Celestia: TIA token inflation poses a problem
Every project developed in the cryptocurrency sector is based on tokenomics designed to manage the issuance and distribution of its tokens. This formula, which was initially community-based, has since given way to a model that is more favorable to early investors, such as venture capital firms.
As a result, the issuance of these native cryptocurrencies goes through regular token unlock procedures in order to bring an ever-increasing proportion of the available supply to market. This is particularly the case for the Celestia project, with unlocks that can sometimes reach $1 billion.

Celestia’s TIA token is down 92% from its last all-time high
Added to this logic is the principle of staking, which is directly linked to the proof-of-stake consensus mechanism. The problem? This formula, which appears very profitable for those seeking passive returns, involves the payment of rewards that some consider too high. This is particularly true given that the TIA token has fallen by more than 90% since its all-time high in February 2024.

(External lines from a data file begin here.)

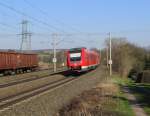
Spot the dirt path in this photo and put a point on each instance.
(134, 102)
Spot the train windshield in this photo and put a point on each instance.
(75, 55)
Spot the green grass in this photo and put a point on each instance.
(140, 90)
(142, 93)
(119, 104)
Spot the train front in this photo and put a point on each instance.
(74, 59)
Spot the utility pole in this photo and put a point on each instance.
(110, 59)
(107, 57)
(54, 35)
(26, 37)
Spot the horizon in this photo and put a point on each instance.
(83, 23)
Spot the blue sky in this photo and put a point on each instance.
(124, 18)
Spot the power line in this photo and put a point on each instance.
(7, 25)
(37, 20)
(46, 14)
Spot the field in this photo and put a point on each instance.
(103, 100)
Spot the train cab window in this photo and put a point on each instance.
(75, 55)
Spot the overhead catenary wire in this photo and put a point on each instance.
(46, 14)
(33, 18)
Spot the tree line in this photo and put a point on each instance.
(127, 56)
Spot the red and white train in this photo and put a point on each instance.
(82, 59)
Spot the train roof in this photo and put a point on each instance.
(73, 49)
(15, 52)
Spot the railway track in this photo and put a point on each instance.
(32, 78)
(13, 99)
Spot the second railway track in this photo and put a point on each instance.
(32, 78)
(13, 99)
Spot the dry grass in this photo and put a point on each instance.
(101, 100)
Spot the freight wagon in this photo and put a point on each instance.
(14, 62)
(82, 59)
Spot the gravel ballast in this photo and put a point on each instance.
(48, 103)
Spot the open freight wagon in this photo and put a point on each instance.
(15, 62)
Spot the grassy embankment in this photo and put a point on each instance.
(104, 99)
(140, 90)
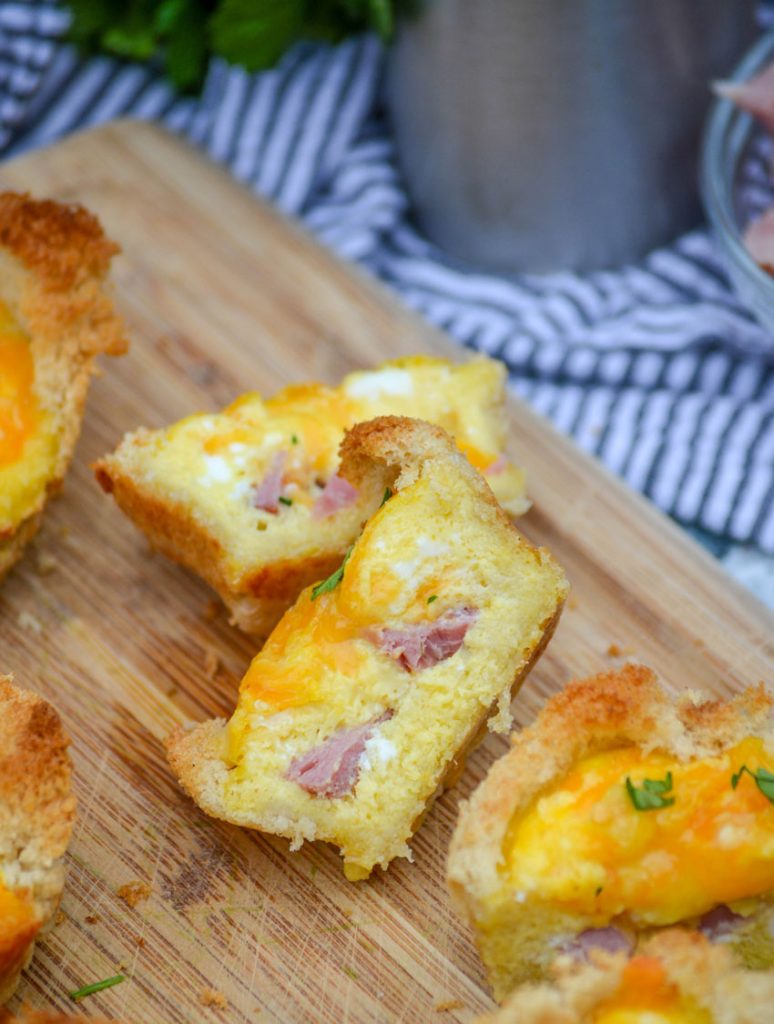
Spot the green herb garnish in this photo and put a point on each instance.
(650, 797)
(184, 34)
(333, 581)
(97, 986)
(764, 780)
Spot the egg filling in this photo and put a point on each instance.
(647, 996)
(27, 438)
(649, 838)
(372, 682)
(221, 463)
(18, 924)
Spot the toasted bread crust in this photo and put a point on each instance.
(700, 971)
(171, 528)
(53, 261)
(610, 710)
(393, 450)
(37, 812)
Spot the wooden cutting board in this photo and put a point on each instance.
(221, 295)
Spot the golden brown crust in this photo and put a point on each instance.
(37, 810)
(402, 445)
(53, 261)
(388, 452)
(701, 972)
(614, 709)
(172, 529)
(61, 244)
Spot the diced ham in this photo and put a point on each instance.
(499, 466)
(338, 494)
(720, 922)
(756, 96)
(759, 238)
(331, 769)
(608, 940)
(422, 645)
(266, 495)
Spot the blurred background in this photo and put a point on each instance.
(527, 174)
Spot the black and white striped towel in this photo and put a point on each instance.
(655, 368)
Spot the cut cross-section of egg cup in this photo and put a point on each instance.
(372, 687)
(55, 317)
(250, 499)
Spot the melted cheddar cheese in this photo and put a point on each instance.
(317, 649)
(18, 924)
(584, 846)
(27, 441)
(216, 461)
(647, 996)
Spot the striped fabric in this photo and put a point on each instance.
(656, 368)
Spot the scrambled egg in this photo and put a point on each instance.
(215, 460)
(28, 444)
(18, 925)
(585, 847)
(647, 996)
(317, 652)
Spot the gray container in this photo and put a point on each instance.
(558, 134)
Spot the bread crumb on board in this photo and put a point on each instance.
(45, 563)
(447, 1005)
(212, 997)
(134, 892)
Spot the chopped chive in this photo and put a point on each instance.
(650, 797)
(97, 986)
(333, 581)
(764, 780)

This highly inflationary logic has been clearly highlighted by the project’s co-founder, John Alder, in a reflection published on the Celestia Forum. On the agenda: a proposal to develop a new experimental consensus mechanism called “Proof of Governance.”
Towards a new “Proof of Governance” consensus?

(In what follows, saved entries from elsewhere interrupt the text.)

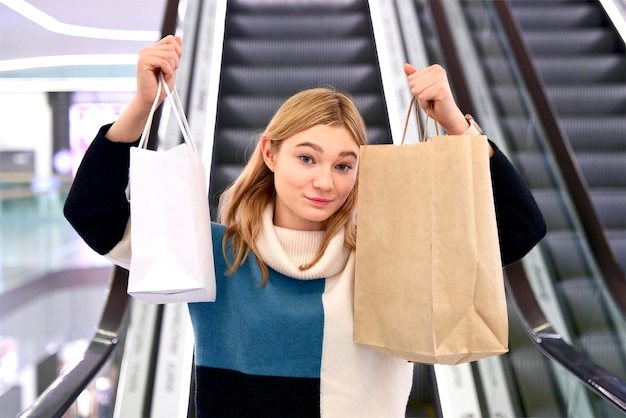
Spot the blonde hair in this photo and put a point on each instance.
(241, 206)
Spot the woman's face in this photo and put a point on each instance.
(314, 172)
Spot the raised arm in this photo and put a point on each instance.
(96, 205)
(520, 222)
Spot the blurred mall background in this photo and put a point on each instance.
(556, 105)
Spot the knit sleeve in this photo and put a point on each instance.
(97, 206)
(520, 222)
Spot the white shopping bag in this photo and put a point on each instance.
(172, 251)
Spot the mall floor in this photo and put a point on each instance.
(52, 288)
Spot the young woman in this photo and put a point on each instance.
(277, 342)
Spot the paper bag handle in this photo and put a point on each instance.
(179, 113)
(408, 116)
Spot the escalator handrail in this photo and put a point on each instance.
(576, 186)
(60, 395)
(64, 390)
(604, 383)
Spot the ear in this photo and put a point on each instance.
(266, 151)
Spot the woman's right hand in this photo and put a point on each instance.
(162, 57)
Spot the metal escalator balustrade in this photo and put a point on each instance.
(582, 301)
(537, 396)
(582, 62)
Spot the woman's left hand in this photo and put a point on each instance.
(431, 88)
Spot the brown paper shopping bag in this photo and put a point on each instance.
(429, 284)
(172, 250)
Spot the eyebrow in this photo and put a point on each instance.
(321, 151)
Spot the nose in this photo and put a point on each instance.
(323, 180)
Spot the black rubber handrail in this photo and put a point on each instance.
(550, 343)
(606, 384)
(62, 393)
(64, 390)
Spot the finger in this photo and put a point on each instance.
(409, 69)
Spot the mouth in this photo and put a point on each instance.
(318, 201)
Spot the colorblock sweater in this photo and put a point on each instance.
(284, 349)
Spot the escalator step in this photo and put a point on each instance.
(582, 69)
(545, 14)
(604, 99)
(263, 26)
(298, 52)
(602, 169)
(571, 42)
(355, 79)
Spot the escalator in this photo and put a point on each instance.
(274, 49)
(595, 59)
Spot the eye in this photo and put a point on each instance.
(306, 159)
(344, 167)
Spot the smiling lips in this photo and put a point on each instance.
(318, 201)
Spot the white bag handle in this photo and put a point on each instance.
(179, 113)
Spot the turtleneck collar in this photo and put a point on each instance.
(285, 250)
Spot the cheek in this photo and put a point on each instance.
(346, 186)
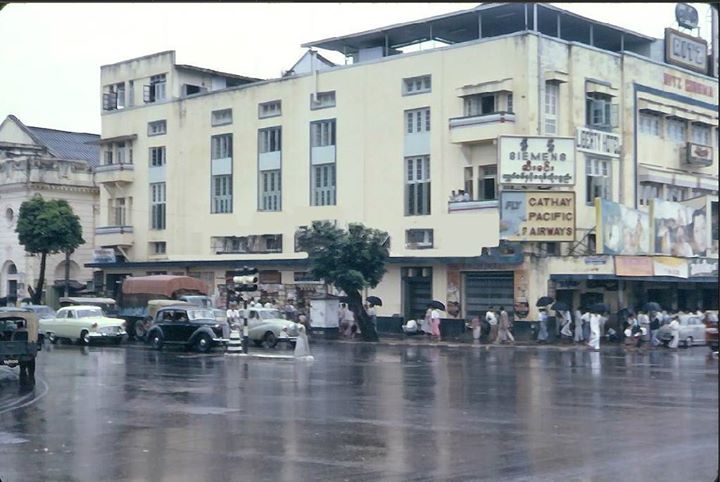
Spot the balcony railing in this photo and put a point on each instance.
(480, 128)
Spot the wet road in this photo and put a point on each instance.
(363, 413)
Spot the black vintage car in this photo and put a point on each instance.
(190, 326)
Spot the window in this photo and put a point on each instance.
(701, 134)
(270, 139)
(676, 129)
(118, 212)
(158, 247)
(323, 185)
(417, 120)
(157, 128)
(600, 113)
(324, 100)
(157, 156)
(322, 133)
(487, 178)
(270, 190)
(418, 238)
(417, 188)
(157, 205)
(552, 90)
(597, 180)
(221, 194)
(270, 109)
(649, 124)
(221, 117)
(156, 90)
(417, 85)
(221, 146)
(648, 192)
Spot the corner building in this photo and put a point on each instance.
(204, 172)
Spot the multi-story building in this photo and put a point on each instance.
(57, 165)
(227, 168)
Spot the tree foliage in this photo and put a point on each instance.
(350, 260)
(47, 227)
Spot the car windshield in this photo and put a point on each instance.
(201, 315)
(88, 312)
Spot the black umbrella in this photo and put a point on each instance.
(437, 305)
(599, 308)
(545, 300)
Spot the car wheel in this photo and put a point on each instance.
(269, 340)
(156, 340)
(203, 343)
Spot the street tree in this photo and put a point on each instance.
(351, 260)
(47, 227)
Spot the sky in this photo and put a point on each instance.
(50, 54)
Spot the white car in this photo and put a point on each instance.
(83, 323)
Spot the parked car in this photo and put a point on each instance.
(190, 326)
(267, 327)
(83, 323)
(19, 341)
(692, 332)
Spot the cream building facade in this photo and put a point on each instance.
(204, 172)
(57, 165)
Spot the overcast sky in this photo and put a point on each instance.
(50, 54)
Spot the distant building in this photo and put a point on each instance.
(58, 165)
(225, 176)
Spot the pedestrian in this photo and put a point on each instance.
(435, 321)
(504, 334)
(542, 332)
(476, 328)
(578, 338)
(594, 342)
(491, 319)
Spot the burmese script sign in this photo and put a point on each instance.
(540, 161)
(537, 216)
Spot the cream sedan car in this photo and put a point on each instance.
(83, 323)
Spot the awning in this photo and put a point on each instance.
(504, 85)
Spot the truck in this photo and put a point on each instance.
(138, 291)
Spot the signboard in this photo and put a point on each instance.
(698, 155)
(540, 161)
(686, 51)
(598, 142)
(104, 255)
(681, 228)
(537, 215)
(667, 266)
(703, 267)
(620, 229)
(633, 266)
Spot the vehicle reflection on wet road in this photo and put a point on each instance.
(363, 412)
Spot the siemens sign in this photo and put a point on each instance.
(686, 51)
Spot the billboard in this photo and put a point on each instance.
(537, 215)
(681, 228)
(620, 229)
(539, 160)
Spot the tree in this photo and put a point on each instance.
(47, 227)
(350, 260)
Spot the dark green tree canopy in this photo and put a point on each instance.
(48, 226)
(351, 260)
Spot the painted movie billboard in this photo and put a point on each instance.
(681, 228)
(621, 230)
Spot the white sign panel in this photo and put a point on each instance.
(598, 142)
(538, 161)
(685, 50)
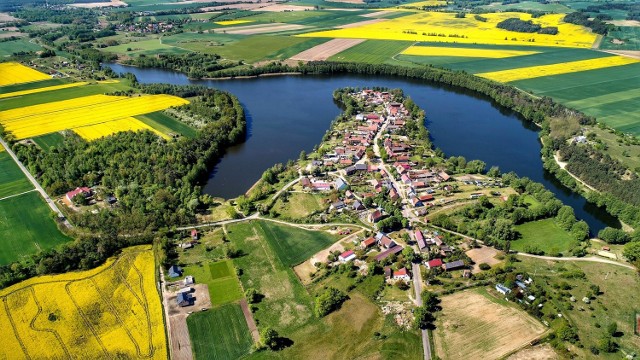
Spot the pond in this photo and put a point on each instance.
(287, 114)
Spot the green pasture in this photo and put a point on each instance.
(545, 235)
(219, 334)
(12, 180)
(26, 227)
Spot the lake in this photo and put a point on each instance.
(288, 114)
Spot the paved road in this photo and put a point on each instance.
(35, 183)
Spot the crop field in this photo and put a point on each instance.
(89, 110)
(15, 73)
(97, 131)
(12, 180)
(444, 27)
(113, 310)
(545, 235)
(26, 227)
(220, 333)
(474, 324)
(557, 69)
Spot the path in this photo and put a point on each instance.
(35, 183)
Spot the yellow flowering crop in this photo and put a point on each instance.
(232, 22)
(556, 69)
(97, 131)
(112, 311)
(48, 88)
(465, 52)
(15, 73)
(445, 27)
(42, 119)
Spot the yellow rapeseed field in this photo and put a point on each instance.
(93, 132)
(108, 312)
(14, 73)
(232, 22)
(445, 27)
(42, 119)
(464, 52)
(556, 69)
(48, 88)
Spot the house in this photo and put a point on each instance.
(375, 216)
(434, 263)
(502, 289)
(458, 264)
(347, 256)
(385, 254)
(367, 243)
(85, 191)
(175, 271)
(184, 299)
(401, 274)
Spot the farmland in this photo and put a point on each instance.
(89, 110)
(220, 333)
(111, 310)
(477, 325)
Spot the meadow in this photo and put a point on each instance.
(219, 334)
(26, 227)
(544, 235)
(111, 311)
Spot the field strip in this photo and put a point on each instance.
(49, 88)
(464, 52)
(16, 195)
(326, 50)
(556, 69)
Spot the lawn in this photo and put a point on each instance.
(26, 227)
(544, 235)
(223, 284)
(12, 180)
(220, 333)
(167, 124)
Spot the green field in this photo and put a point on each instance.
(46, 142)
(223, 284)
(372, 51)
(26, 227)
(7, 48)
(166, 124)
(220, 333)
(545, 235)
(12, 180)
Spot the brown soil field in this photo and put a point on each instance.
(360, 23)
(326, 50)
(473, 326)
(481, 255)
(541, 352)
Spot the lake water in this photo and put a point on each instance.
(287, 114)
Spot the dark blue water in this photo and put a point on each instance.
(287, 114)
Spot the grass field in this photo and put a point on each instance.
(219, 334)
(26, 227)
(12, 180)
(372, 51)
(617, 301)
(221, 279)
(473, 324)
(111, 311)
(545, 235)
(42, 119)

In order to remedy this proof-of-stake model, which is considered problematic for the development of the Celestia project, John Alder is proposing a new type of consensus. A formula stripped of what he identifies as “redundant steps.” That is, a pure and simple cancellation of rewards paid to stakers in order to focus on validators.
Proof of Governance (PoG) is the natural conclusion of staking derivatives. [It] would allow the protocol to reduce issuance by a factor of 20, from 5% to 0.25%, without lowering security.
John Alder
An internal dynamic change whose main consequence would be to allow the Celestia blockchain to gain more direct control over the revenue it generates, with the role of TIA token holders being reduced to choosing the network operators.
This new Proof of Governance consensus therefore renders the principle of staking completely unnecessary, as it is now separate from the activity of validators. This option is intended to avoid the use of liquid staking tokens (LSTs), which are considered complicated and unprofitable. It remains to be seen how the community will react.